Pay Expectations Stabilise at 3%, But Real Wages Face Erosion

Median expected basic pay increases for the next 12 months have remained static at 3 percent for an eighth consecutive quarter. This consistent pay award expectation, while indicative of a degree of predictability, is set against a backdrop of anticipated rising inflation. Consequently, many employees are likely to experience a decline in their real wages, meaning their earnings will not keep pace with the rising cost of living.

Although the median pay award has held steady for two years, a discernible narrowing has occurred in the distribution of planned pay increases. The majority of planned awards are now clustered around the 3 percent mark. The proportion of organisations anticipating awards between 3 percent and 3.99 percent has surged from 25 percent to 40 percent. Conversely, fewer employers are planning to implement increases of 5 percent or more, with this figure declining from 24 percent to 15 percent. Similarly, the number of employers planning increases below 3 percent has also diminished.

This trend suggests that while employers may be facing less intense pressure to compete on pay in the current economic climate, they are nevertheless mindful of the ongoing cost-of-living pressures impacting their workforce. The consistent 3 percent award can be interpreted as an attempt to provide some measure of relief without unduly burdening businesses with escalating labour costs. However, the impact on employees will be dependent on the actual rate of inflation, which, if it exceeds the pay awards, will inevitably lead to a reduction in purchasing power.
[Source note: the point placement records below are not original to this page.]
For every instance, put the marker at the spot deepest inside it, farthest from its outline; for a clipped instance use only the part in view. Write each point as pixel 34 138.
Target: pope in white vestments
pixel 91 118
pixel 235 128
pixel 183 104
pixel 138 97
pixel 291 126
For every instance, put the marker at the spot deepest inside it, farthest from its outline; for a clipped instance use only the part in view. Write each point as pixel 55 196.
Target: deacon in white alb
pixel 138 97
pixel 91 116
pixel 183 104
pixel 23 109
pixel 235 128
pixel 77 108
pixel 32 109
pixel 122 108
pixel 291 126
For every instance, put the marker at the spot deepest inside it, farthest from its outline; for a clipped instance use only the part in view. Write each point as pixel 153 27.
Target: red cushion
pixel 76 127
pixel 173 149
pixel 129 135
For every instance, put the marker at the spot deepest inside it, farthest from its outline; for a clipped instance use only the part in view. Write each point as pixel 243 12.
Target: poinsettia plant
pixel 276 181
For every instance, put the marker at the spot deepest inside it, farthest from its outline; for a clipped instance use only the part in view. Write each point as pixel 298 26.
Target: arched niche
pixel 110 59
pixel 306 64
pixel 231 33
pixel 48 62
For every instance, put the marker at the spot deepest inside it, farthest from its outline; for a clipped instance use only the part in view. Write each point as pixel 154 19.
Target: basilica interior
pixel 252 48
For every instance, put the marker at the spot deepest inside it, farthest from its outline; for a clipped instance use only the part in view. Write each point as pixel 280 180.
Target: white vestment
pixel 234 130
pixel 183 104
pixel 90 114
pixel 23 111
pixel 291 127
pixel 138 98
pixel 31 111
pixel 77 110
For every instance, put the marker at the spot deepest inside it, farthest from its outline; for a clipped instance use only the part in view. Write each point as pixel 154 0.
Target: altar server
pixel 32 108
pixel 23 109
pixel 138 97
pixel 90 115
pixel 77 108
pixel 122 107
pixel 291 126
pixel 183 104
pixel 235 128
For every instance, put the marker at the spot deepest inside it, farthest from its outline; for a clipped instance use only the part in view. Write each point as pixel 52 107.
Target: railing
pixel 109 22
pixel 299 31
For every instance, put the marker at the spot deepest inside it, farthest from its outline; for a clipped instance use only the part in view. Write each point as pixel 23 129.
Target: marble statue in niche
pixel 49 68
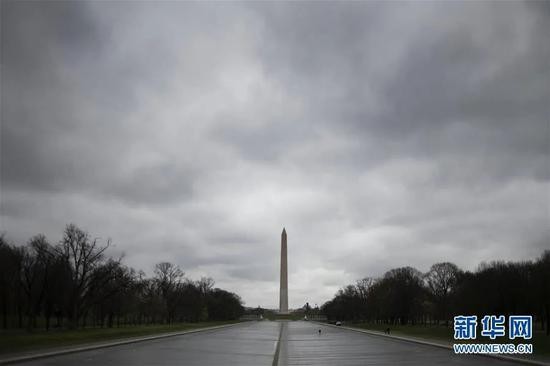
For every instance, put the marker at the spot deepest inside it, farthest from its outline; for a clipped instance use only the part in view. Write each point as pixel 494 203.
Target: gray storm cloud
pixel 379 134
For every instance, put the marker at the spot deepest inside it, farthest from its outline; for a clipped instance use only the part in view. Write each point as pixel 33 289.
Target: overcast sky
pixel 379 134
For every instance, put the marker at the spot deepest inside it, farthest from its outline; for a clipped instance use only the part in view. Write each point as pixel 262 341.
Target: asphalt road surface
pixel 265 343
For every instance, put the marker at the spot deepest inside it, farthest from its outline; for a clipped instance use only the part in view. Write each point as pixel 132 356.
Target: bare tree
pixel 441 280
pixel 83 255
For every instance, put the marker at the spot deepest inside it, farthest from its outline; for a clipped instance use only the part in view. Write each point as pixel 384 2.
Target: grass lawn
pixel 540 341
pixel 17 341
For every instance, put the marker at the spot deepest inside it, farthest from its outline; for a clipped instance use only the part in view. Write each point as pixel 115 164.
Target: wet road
pixel 257 344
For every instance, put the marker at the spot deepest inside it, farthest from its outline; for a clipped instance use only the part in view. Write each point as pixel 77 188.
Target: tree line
pixel 75 284
pixel 407 296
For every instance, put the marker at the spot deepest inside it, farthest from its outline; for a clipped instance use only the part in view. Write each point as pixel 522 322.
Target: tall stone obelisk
pixel 283 294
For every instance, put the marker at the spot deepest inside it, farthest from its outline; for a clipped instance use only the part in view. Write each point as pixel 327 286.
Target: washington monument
pixel 283 294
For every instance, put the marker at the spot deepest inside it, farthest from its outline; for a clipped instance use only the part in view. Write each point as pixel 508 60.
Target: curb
pixel 434 344
pixel 92 347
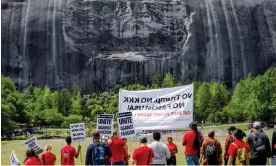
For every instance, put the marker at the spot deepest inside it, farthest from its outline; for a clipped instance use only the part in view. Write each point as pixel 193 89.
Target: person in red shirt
pixel 229 139
pixel 233 150
pixel 48 157
pixel 32 158
pixel 143 155
pixel 118 148
pixel 173 149
pixel 192 140
pixel 68 152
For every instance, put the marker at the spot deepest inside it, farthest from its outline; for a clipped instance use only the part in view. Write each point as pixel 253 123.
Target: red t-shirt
pixel 117 149
pixel 67 155
pixel 141 155
pixel 48 158
pixel 33 161
pixel 172 147
pixel 232 151
pixel 188 139
pixel 228 142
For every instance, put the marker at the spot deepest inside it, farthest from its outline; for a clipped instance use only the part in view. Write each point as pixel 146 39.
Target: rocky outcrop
pixel 100 43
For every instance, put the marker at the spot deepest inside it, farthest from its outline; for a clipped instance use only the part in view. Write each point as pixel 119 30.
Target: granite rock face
pixel 99 43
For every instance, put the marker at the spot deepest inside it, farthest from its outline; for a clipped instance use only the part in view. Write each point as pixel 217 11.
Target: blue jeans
pixel 192 160
pixel 118 163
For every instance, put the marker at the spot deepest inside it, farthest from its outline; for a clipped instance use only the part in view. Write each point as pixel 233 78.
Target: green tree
pixel 71 119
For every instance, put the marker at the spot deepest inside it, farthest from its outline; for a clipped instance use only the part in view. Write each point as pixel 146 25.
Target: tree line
pixel 253 98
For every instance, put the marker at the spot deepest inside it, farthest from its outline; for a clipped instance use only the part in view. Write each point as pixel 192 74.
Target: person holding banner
pixel 161 151
pixel 192 140
pixel 118 148
pixel 32 158
pixel 97 152
pixel 173 149
pixel 48 157
pixel 68 152
pixel 126 152
pixel 143 155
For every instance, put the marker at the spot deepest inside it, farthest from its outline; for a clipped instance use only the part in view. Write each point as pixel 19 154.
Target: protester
pixel 239 151
pixel 118 148
pixel 259 144
pixel 32 158
pixel 161 150
pixel 143 155
pixel 126 152
pixel 97 152
pixel 192 140
pixel 173 149
pixel 48 157
pixel 68 152
pixel 108 159
pixel 274 148
pixel 211 151
pixel 229 139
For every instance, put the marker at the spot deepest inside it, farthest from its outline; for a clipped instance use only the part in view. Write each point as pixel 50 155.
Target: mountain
pixel 100 43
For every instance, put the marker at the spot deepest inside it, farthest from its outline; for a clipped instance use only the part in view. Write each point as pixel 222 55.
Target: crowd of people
pixel 255 150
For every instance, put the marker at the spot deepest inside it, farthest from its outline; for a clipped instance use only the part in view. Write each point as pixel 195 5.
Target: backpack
pixel 242 157
pixel 98 154
pixel 211 153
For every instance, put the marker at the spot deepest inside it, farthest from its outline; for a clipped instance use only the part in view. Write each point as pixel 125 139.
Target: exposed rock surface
pixel 99 43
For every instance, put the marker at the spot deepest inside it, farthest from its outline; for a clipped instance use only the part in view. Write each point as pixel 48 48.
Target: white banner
pixel 14 160
pixel 33 143
pixel 125 124
pixel 78 133
pixel 105 124
pixel 168 108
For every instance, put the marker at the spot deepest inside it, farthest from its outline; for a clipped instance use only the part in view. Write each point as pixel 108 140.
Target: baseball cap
pixel 211 132
pixel 231 128
pixel 143 140
pixel 257 124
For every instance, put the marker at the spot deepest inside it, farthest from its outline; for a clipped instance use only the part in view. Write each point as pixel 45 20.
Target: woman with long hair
pixel 237 145
pixel 192 140
pixel 32 158
pixel 173 149
pixel 48 157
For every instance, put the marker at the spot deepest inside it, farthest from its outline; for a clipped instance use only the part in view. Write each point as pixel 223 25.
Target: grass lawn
pixel 18 147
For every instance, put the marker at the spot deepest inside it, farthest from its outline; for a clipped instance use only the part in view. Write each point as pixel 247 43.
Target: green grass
pixel 18 147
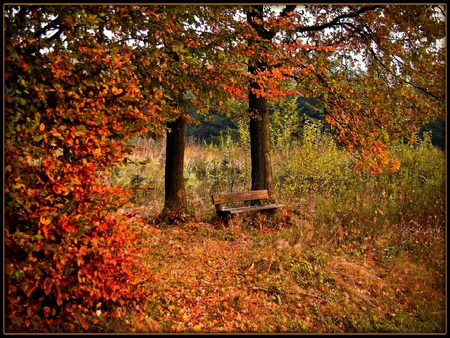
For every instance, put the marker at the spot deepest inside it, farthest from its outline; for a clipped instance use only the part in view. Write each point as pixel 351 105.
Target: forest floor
pixel 279 274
Recruitment Pressures Ease, Yet Skills Gaps Persist

A positive development highlighted in the report is the easing of recruitment pressures. Fewer employers anticipate significant difficulties in filling vacancies over the next six months. Approximately one in eight employers (12 percent) now expect substantial challenges in recruitment, a decrease from 15 percent recorded a year ago. This suggests a potentially more favourable labour market for employers, with a larger pool of available talent.

However, the issue of skills shortages remains a persistent challenge across the UK economy. A significant one-third of employers (33 percent) still report having hard-to-fill roles. This persistent skills mismatch indicates that while the overall availability of candidates may be improving, there is a continued deficit in the specific skills and expertise required by many businesses. Addressing these skills gaps will be crucial for future economic growth and productivity, requiring concerted efforts in education, training, and reskilling initiatives. The ongoing dichotomy between the availability of labour and the availability of qualified labour presents a complex challenge that requires strategic, long-term solutions. The CIPD’s analysis implies that while businesses are focused on immediate cost management, the underlying structural issue of skills shortages will demand attention if the UK economy is to achieve sustained and inclusive growth in the coming years.